A regex for refund|discount misses "we'll make it right financially", "expect the funds back in your account", or a base64-encoded instruction. A semantic rule catches all three.

Conditions

Field Default Meaning
semantic_rule , (required) The rule in plain English. Describe the prohibited outcome clearly.
min_confidence 0.6 The judge returns a 0–1 confidence; the policy only triggers at or above this. Raise it for fewer, more certain triggers.
on_unavailable "skip" Behaviour if the judge can't be reached, see below.

Fail-open by design

The judge runs on the enforcement hot path, so it is built to never harm availability:

  • It uses a fast model, an in-process cache, a bounded prompt, and a short timeout.
  • If the judge is unreachable, the policy is skipped by default (on_unavailable: "skip"), an LLM outage never wrongly blocks legitimate traffic.
  • For rules where an outage should stop the action instead, set on_unavailable: "escalate" to fail closed and route to human review.

Semantic conditions also compose: drop one inside a composite policy's AND/OR tree, or run it in shadow mode to measure impact first, exactly like any other policy type.

Resilience, never a single point of failure

The judge tries Claude first and transparently falls back to DeepSeek (deepseek-v4-flash) if Claude is unreachable or out of credits. Semantic enforcement, and the Ask Xybern assistant, keep working through an upstream billing or rate event. If both providers are unavailable, the fail-open/fail-closed behaviour above takes over.

Configuration

Semantic evaluation uses your workspace's configured model key. The hot-path judge model is overridable via XYBERN_SEMANTIC_MODEL, and the DeepSeek fallback model via XYBERN_DEEPSEEK_MODEL.

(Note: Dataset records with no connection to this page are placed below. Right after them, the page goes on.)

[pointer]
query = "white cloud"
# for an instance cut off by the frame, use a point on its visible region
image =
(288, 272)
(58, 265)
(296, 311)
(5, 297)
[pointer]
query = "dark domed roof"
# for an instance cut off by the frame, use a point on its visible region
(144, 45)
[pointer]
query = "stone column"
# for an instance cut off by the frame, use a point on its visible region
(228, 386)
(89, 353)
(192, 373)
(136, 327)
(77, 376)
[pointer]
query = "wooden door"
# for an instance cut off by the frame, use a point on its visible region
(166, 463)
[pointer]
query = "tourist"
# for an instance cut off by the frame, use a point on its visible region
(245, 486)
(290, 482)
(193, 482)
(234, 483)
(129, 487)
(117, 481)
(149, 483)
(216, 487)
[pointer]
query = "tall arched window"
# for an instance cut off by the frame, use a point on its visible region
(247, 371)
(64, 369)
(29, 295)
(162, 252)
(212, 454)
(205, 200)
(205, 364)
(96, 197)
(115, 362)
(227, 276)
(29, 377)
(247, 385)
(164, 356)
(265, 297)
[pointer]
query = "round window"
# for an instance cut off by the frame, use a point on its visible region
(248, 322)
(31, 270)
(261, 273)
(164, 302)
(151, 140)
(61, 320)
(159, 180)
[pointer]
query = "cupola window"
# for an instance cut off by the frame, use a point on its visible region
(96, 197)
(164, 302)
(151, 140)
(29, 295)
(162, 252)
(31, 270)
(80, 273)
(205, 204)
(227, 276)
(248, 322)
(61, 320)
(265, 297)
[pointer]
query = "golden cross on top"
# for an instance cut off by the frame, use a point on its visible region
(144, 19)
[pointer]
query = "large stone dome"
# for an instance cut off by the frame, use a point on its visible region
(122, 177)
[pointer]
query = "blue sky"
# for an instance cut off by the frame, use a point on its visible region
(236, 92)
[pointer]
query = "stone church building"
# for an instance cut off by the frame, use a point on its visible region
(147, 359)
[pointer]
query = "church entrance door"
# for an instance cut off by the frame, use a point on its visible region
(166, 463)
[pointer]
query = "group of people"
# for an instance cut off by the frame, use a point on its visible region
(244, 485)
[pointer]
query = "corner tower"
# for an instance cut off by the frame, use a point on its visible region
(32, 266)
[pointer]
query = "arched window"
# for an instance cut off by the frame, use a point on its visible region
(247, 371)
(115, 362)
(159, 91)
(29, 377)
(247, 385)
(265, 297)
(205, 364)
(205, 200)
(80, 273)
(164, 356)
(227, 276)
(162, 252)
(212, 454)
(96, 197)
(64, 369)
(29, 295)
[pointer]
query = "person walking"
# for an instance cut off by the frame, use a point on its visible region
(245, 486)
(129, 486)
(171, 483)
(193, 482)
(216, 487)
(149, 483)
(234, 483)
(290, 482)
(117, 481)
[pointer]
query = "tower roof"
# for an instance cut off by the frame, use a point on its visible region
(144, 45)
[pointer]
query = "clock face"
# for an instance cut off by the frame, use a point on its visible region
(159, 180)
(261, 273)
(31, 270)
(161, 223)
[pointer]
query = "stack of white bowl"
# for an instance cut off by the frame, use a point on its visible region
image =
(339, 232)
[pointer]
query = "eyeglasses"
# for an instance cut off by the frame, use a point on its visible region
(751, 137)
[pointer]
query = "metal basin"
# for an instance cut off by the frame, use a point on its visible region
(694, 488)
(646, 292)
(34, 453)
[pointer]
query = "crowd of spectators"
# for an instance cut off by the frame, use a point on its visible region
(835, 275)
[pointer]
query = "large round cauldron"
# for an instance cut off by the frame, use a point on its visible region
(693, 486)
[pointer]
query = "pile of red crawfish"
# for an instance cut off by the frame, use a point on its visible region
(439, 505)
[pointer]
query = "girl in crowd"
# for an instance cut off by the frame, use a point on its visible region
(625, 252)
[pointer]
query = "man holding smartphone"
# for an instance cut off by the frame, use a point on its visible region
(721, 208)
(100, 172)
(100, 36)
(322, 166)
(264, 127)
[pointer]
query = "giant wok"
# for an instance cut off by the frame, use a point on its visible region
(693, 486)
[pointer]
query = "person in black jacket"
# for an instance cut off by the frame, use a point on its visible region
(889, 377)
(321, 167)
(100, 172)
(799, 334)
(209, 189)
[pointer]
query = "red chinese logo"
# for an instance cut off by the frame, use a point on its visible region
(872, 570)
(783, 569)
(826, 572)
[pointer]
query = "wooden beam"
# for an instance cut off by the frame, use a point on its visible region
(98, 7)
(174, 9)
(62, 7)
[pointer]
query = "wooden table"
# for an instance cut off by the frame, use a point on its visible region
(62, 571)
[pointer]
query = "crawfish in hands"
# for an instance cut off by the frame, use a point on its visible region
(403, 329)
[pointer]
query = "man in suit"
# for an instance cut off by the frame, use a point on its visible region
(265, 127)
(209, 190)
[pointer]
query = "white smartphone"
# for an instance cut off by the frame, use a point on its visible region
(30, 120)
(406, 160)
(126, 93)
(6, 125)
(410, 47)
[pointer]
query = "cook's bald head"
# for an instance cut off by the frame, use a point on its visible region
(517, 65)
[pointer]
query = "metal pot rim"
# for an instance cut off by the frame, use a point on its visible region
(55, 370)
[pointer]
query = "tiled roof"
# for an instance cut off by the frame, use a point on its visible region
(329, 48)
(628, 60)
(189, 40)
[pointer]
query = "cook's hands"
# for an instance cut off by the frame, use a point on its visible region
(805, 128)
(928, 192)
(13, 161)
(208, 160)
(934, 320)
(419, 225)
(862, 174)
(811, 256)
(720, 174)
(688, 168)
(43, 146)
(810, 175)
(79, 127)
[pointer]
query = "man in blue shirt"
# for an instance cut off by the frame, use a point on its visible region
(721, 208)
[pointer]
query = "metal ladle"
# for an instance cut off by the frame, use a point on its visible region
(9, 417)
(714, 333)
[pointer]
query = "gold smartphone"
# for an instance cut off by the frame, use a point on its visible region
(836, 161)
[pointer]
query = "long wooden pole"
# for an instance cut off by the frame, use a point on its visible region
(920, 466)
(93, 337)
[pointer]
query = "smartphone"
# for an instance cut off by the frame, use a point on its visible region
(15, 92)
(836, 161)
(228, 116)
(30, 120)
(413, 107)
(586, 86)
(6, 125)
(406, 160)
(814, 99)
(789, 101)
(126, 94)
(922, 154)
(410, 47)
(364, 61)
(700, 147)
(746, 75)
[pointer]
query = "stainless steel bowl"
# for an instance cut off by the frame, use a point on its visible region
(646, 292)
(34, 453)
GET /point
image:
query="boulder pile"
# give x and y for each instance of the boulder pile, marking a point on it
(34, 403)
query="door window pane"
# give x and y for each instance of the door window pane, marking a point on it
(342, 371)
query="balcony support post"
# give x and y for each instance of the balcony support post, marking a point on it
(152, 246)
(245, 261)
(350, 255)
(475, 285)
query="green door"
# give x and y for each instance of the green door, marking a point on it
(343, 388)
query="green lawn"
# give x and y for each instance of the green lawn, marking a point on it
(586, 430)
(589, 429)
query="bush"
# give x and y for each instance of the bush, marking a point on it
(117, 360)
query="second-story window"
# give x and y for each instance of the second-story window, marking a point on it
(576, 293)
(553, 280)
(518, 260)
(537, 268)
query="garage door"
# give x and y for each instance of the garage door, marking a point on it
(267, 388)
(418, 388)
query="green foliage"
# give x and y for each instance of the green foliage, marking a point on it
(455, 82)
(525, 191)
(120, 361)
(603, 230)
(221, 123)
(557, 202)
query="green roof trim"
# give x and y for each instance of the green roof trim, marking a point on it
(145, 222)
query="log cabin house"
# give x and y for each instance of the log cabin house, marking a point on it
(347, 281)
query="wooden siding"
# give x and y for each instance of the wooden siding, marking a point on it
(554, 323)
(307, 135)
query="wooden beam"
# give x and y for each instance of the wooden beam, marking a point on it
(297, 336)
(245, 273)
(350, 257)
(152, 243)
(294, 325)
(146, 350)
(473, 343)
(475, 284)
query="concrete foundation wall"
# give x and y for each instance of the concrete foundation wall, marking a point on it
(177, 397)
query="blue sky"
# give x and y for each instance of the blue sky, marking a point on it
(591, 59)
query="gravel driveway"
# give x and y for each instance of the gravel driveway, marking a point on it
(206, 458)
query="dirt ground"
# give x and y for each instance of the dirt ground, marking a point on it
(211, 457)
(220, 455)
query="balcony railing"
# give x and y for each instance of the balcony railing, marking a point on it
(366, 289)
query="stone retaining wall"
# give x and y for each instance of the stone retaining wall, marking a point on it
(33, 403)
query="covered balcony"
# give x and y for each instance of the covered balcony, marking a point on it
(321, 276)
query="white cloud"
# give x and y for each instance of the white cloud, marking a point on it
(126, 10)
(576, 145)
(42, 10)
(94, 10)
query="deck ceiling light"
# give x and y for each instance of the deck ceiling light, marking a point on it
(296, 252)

Authoring a rule in plain English

You don't hand-write semantic policies field by field. Open Ask Xybern in the dashboard, describe the rule the way you'd say it, "block any agent from sending an email that promises a customer a refund or payout", and the assistant proposes a ready-to-create policy as a one-click card, choosing semantic automatically when the wording could vary. Review the suggested rule, decision, and confidence floor, adjust the agent if needed, and create it.

While configuring a semantic policy you can also paste a single action into the live test box on the policy form and see the verdict and confidence instantly, so you can tune the rule and confidence floor before saving.


Backtesting, prove it before it goes live

Any draft policy can be replayed against your workspace's real decision history before you deploy it. From the create form, click Run backtest.

The report shows:

  • How many of the sampled historical actions the policy would have triggered (and the trigger rate).
  • New friction: actions that were previously allowed but would now be blocked or escalated.
  • The breakdown of new decisions, and a sample of the specific actions hit, each with the judge's reason.

For deterministic types (regex, threshold, temporal) the backtest sweeps a wide window instantly. For semantic policies it samples the most recent actions and runs the judge in parallel, so you get a representative impact estimate in seconds, no guesswork, and no surprises in production.


When to use which policy type

Use… When the rule is about…
content_pattern (regex) Exact tokens or formats, a card-number shape, an exact keyword, an email domain.
semantic Meaning, intent, tone, sensitive content, or judgement, anything where the wording can vary.
threshold Agent trust level.
temporal Time-of-day / day-of-week.
composite Combining any of the above with AND / OR.

Reach for semantic whenever a determined agent could rephrase its way around a regex, which, for natural-language actions, is almost always.